Un câblogramme de Londres, daté du 29 novembre et transmis par la presse canadienne, fait dire au premier-ministre Chamberlain que les Alliés doivent concentrer tous leurs efforts pour gagner la guerre et ne pas trop porter leur attention, à cette étape de la guerre, vers la proclamation des buts précis de paix devant constituer une nouvelle Europe.
"En pareilles circonstances, ce serait une erreur de poser les nouvelles conditions sur lesquelles le monde nouveau sera basé".
Il fait plaisir d’entendre un chef d’État parler, en plein temps de guerre, même s’il ne fait qu’en effleurer l’idée, de la construction d’un monde nouveau. Pourvu que, la guerre finie, le monde ne continue pas dans la même voie qu’après la dernière guerre — ce qu’il fera certainement s’il se laisse guider par la même philosophie.
Simple coïncidence ? Le même jour, le gouverneur-général du Canada, Lord Tweedsmuir, parlant au Club Canadien des Femmes de Toronto, réclame lui aussi un monde nouveau, mais basé sur des conceptions nouvelles :
"Nous avons appris de dures leçons depuis 1919... En ce moment, c’est l’anarchie dans le monde. Si nous voulons que règne la paix, pour qu’il nous soit possible de cueillir les fruits de la science et de la pensée, et d’améliorer les conditions de vie pour chacun, il faut mettre fin à l’anarchie".
Nous serait-il permis d’interjeter ici une réflexion, à l’effet que les créditistes ont depuis longtemps signalé où se trouve surtout une certaine anarchie, anarchie criante qui, au lieu de permettre aux Canadiens de cueillir les fruits de la science et de la pensée, en a réduit des centaines de mille à la vie de parias. Oui, il faut mettre fin à cette anarchie, pas seulement le dire.

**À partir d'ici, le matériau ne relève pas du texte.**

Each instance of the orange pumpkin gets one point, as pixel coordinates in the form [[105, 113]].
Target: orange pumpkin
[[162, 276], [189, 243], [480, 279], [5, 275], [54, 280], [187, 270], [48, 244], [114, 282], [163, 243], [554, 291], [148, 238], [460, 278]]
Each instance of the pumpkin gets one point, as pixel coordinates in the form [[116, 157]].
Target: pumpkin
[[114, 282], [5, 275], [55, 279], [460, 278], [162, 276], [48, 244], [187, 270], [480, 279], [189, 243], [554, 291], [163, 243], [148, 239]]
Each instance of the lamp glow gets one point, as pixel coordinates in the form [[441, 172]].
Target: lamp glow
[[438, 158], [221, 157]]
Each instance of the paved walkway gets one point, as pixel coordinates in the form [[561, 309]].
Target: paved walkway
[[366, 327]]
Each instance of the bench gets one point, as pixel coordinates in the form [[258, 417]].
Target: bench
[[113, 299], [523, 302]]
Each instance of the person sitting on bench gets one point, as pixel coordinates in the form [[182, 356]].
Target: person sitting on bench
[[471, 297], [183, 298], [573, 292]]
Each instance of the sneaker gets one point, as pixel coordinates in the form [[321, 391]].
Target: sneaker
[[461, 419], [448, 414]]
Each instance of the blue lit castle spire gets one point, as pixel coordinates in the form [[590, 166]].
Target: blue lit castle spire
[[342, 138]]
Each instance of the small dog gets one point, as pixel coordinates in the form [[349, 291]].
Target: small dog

Mais nous voulons surtout souligner l’aveu du manque de moteur, du manque d’âme dans les institutions auxquelles le monde accrochait ses espoirs :
"Nous avions construit une machine ingénieuse (la Société des Nations), mais est-ce qu’elle contenait le pouvoir moteur pour la mettre en action, l’esprit capable de donner la vie à son squelette ? J’en doute.
"On a fait l’essai de la Société des Nations, et elle n’a pas eu de succès. Mais il faut au monde une sorte quelconque de Société de Nations, ou bien le monde tombera en morceaux. Il nous faut créer un monde nouveau et abandonner plusieurs de nos vieilles conceptions de l’Empire".
L’échec de la Société des Nations n’a certes pas besoin d’être proclamé. Et ce n’est pas une société "quelconque" des nations qui réussira mieux. On fera bien d’y mettre un peu plus de papauté et un peu moins de bolchévisme.
Pour créer un monde nouveau, il faudra de toute nécessité abandonner plusieurs de nos vieilles conceptions, non seulement de l’empire, mais de la société en général.
Le monde nouveau ne se crée pas dans la lune, ni sur le papier, mais partout où il y a des personnes vivant en société.
Nous avons, dans notre propre pays, bien des vieilles conceptions à abandonner dans l’ordre politique et social. Allons-nous remplacer l’anarchie par l’ordre, tout en continuant de mettre en œuvre des forces de désunion, des forces de désintégration ?
L’ordre ne se bâtira pas avec des discordes, avec des partis politiques, avec des courses aux faveurs. L’ordre ne sera pas le fruit d’égoïsmes, d’ambitions, du mépris des autres et de la recherche de soi-même.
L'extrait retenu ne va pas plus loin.